One of my first jewelry shows in 2013 as "Lemantula Designs"
A slow learning curve ensued, but eventually I was creating pieces of jewelry and sporadically selling them on Etsy and at night in the Frenchmen Art Market. My original name was Lemantula Designs, based on a nickname given to me by a former coworker. "Lemantula" was confusing to pronounce and required too much explanation, so in 2016 I renamed my brand Hypnovamp — a nod to Vampira and the hypnotic, vortex-heavy designs I was producing at the time.
During this era, my free time was spent designing tons of jewelry but only selling it once in a while. I had finally amassed a collection of tools and set up a mini silversmithing studio looking out onto my tropical, vine-covered balcony. Mostly, I was just creating commissions for friends and people I met in the French Quarter through my bartending job. My weird and wild New Orleans life was thoroughly enjoyable, but also very distracting; so I left Hypnovamp to linger as an expensive hobby rather than a career. I was content, but complacent.
Balcony view, 2016
This changed in spring of 2017: I had an experience one night that nearly lead to me to an early grave.
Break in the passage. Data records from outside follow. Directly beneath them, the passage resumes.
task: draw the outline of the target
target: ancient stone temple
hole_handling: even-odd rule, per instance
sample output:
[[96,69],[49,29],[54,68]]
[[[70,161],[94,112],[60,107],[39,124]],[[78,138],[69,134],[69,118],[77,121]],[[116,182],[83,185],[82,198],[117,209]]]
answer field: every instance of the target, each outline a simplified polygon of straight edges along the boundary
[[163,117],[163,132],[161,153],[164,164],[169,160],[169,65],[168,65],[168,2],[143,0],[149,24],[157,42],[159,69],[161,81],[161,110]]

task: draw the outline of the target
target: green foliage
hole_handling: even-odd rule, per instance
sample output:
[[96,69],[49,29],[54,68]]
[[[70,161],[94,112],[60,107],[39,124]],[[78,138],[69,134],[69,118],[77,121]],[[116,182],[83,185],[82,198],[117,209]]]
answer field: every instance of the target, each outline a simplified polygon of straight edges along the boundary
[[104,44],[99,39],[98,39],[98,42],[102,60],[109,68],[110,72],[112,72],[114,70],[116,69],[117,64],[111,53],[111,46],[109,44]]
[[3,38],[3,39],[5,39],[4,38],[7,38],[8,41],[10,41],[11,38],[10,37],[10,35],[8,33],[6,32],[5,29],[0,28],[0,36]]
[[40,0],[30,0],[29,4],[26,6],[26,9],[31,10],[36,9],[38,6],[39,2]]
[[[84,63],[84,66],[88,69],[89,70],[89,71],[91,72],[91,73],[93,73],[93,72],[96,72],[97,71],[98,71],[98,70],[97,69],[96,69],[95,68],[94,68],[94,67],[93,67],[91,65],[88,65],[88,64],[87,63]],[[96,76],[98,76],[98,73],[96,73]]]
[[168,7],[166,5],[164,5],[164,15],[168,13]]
This incident shook me deeply and opened up my mind to a whole line of abstract questioning about the point of life, death, and what to make of the time we have on this planet.
St. Claude Ave, New Orleans
Once you navigate through the shock and unpleasant rippling effects, near-death-experiences can be quite useful for organizing your life priorities. I felt my paradigm take a positive shift and realized that it was now or never for Hypnovamp.
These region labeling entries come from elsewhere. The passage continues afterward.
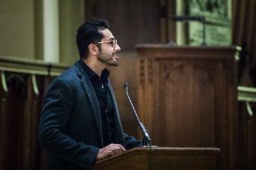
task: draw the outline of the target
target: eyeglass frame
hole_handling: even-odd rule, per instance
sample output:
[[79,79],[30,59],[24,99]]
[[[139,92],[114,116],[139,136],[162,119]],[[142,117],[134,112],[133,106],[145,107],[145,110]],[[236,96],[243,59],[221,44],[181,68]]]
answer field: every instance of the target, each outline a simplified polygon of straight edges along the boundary
[[110,43],[111,44],[112,47],[115,48],[115,45],[118,44],[118,40],[117,39],[114,39],[114,40],[108,40],[106,41],[101,41],[101,42],[98,42],[98,44],[103,44],[103,43]]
Comfort and complacency will devour years of your life if you let them; I quit my secure, well-paying job, packed a U-haul, and moved back to Massachusetts with my boyfriend to focus on making jewelry full-time.
Sterling silver, quartz, onyx, and violet phosphorescence, 2018
It hasn’t been an easy ride, but today I can say with conviction that I love what I do. As it turns out, a career in the arts is certainly NOT the path of least resistance, and the peaks and valleys of business ownership are intense, but so, so rewarding.
There is nothing more fulfilling than seeing another human wearing and treasuring my work. More than just creating beautiful objects, I aim to share an experience and make jewelry that empowers and connects us to the shadowy segment of life; to remind us that the darkness in our beings deserves as much tending, love, and cultivation as the light.